Church Secrecy Helps Abuse Proliferate: Expert
Because Sex Is a Taboo Subject, Neither Victim nor Abuser Can Get the Help They Need, a Trial Is Told.

By Peter Geigen-Miller
London Free Press [Canada]
September 25, 2003

Secrecy about sexual abuse by Catholic clerics has resulted in victims not receiving the help they needed, an expert on church law testified yesterday. Rev. Thomas Doyle, recognized as a top American expert on canon law, told a London civil trial that sex was long a taboo subject in the church, not to be discussed in seminaries or from the pulpit.
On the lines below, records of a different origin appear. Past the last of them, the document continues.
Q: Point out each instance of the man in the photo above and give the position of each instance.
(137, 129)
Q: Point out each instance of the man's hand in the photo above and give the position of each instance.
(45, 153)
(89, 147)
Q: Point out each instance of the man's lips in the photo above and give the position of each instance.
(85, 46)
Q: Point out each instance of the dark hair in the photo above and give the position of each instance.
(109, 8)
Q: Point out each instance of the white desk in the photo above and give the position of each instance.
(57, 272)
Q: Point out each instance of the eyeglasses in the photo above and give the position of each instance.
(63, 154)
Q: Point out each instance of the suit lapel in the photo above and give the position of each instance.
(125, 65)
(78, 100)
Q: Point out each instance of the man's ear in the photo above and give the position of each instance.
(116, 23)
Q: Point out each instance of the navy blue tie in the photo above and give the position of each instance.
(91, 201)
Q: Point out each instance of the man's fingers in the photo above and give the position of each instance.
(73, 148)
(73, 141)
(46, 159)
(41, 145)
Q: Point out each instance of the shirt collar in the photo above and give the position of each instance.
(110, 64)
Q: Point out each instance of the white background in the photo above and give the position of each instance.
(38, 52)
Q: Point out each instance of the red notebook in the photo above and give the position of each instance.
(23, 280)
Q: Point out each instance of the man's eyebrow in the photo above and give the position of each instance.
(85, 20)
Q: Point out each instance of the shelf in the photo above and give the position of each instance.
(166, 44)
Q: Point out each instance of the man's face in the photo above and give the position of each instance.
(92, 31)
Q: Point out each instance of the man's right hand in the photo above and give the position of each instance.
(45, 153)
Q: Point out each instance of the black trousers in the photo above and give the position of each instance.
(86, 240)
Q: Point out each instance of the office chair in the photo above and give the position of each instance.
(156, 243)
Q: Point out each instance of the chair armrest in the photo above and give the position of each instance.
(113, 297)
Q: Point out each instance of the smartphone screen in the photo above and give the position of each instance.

Doyle said he has been involved in helping victims of abuse by priests for nearly 19 years and has seen the harm caused by maintaining secrecy.

One consequence is victims did not receive the pastoral care they required to help them deal with the impact of abuse on their lives, Doyle said.

Another result of keeping the problem buried was priest perpetrators have not received the medical help they needed to deal with the problems that led them to abuse, he said.

Still another consequence was a proliferation of abuse by clerics in the absence of public scrutiny of the problem, he testified.

Doyle, a member of the Dominican order ordained as a priest in 1970, testified at the civil trial in which John, Ed and Guy Swales and their family are suing Rev. Barry Glendinning and the Roman Catholic diocese of London.

The Swaleses are seeking damages for pain and suffering they say resulted from abuse by Glendinning when he taught at St. Peter's Seminary in London in the late 1960s and early 1970s.

Glendinning pleaded guilty in 1974 to gross indecency involving five boys and one girl and was placed on probation for three years.

Besides being an expert on church law, Doyle is an active officer in the U.S. air force. His next posting will be in North Carolina.

Under questioning by London lawyer Paul Ledroit, who represents the Swaleses, Doyle said he believes the reason for keeping sexual abuse quiet was to protect the authority of the church and the income that comes from parishioners.

Knowledge of abuse could threaten the ability of the church to impose a strict moral code on its members, Doyle said.

It could also affect income, because members might ask why they should give to the church when it does not practice what it preaches, Doyle told Superior Court Justice John Kerr.

Doyle said policies and procedures for dealing with sexual acts by clerics were provided in a 1962 Vatican document.

The document imposed a more extreme level of secrecy on church officials involved in formal abuse proceedings, he said.

The penalty for breaching secrecy was instant excommunication. The sanction could be lifted only by the pope, Doyle said.

"Quite frankly, that's about as heavy-duty as you can get."